Replit génère des URL de développement qui changent sans cesse. Vite refuse les hôtes qu’il ne connaît pas. Cinq tentatives de configuration plus tard, l’Agent a fini par bricoler un contournement qui ouvrait les vannes à tous les hôtes pour les aperçus. Le système de notifications appelait une API backend qui n’existait pas ; il a fallu le supprimer entièrement. Une douzaine de commits, zéro fonctionnalité visible pour l’utilisateur : le genre de travail qui ne figure jamais dans une démo.

Ce qui m’a surpris

Le support RTL. J’avais demandé plusieurs langues dont l’arabe, et l’Agent a déduit que l’arabe nécessite une mise en page de droite à gauche. Le composant racine détecte la langue, inverse la direction du document, et l’interface se réorganise correctement. Et, cette fois, ça a marché proprement du premier coup. Quand le problème est bien défini et que les API du navigateur coopèrent, l’Agent excelle.

Paramètres montrant 7 langues, contrôles vocaux et sélection de thème

L’historique git est devenu un artefact en soi. Les commits de l’Agent sont verbeux : « Enhance user experience with voice control, hints, and compact display. » Les commits du développeur humain sont laconiques : « fix mike hopefully. » On voit le moment exact où l’humain a dû reprendre la main.

La leçon

Le vibe coding cache un piège, et il a la forme du principe de Pareto. Les premiers 80 % sont éblouissants ; les 20 % restants, ce sont les API qui se comportent différemment selon les navigateurs, la configuration du déploiement, et la cohérence visuelle à travers des états qu’on n’a pas testés.

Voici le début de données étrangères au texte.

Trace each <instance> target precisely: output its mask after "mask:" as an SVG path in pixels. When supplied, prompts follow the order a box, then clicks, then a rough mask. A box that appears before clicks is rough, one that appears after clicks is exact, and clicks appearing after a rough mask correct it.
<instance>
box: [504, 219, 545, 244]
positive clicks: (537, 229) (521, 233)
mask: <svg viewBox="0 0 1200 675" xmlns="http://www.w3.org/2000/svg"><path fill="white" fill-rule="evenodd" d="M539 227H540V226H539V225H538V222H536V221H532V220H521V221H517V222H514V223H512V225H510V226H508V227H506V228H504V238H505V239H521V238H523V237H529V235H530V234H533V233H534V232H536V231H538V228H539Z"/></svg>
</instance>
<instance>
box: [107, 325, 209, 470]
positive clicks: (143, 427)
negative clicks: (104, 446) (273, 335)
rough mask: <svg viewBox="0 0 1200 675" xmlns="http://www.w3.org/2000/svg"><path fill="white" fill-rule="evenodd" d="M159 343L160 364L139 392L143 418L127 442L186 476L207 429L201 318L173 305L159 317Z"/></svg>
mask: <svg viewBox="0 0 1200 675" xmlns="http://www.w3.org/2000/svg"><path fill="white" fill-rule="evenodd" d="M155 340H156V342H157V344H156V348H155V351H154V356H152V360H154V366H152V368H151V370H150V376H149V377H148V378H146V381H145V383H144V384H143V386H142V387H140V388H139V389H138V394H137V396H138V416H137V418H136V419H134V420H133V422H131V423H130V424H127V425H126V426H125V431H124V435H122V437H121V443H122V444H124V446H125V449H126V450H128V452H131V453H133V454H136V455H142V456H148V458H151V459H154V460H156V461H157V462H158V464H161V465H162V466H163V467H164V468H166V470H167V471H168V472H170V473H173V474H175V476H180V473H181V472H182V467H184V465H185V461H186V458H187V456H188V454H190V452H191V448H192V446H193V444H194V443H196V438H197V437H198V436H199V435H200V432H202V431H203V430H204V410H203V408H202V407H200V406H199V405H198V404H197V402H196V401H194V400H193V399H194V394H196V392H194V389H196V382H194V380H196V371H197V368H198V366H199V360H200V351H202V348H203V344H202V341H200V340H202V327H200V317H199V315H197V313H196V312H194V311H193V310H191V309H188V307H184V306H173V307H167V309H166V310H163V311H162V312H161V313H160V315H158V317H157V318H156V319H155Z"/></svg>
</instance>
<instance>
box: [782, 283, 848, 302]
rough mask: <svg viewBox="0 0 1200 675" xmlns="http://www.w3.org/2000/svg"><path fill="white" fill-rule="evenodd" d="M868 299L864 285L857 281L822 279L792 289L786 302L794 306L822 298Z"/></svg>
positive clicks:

L’Agent construit la maison ; c’est vous qui faites marcher la plomberie.

Il n’existe pas de solution universelle, propre et recopiable pour la reconnaissance vocale sur iOS Safari, Android Chrome et les navigateurs de bureau. Aucune recherche Google ne mène à un bon design couplé à une implémentation solide. Il faut la construire soi-même, par essais et erreurs, sur de vrais appareils, avec de vrais micros. Ce genre de travail, c’est précisément ce dont l’écart 80/20 est fait. Le NATO Alphabet Coach fonctionne. Les gens l’utilisent pour s’exercer sur les Alpha et les Bravo, et pour en arriver là, il a fallu un développeur capable de rester face à des permissions micro cassées sur trois environnements jusqu’à ce que le code marche.

Le rôle avait changé : je ne construisais plus du logiciel, je le finissais.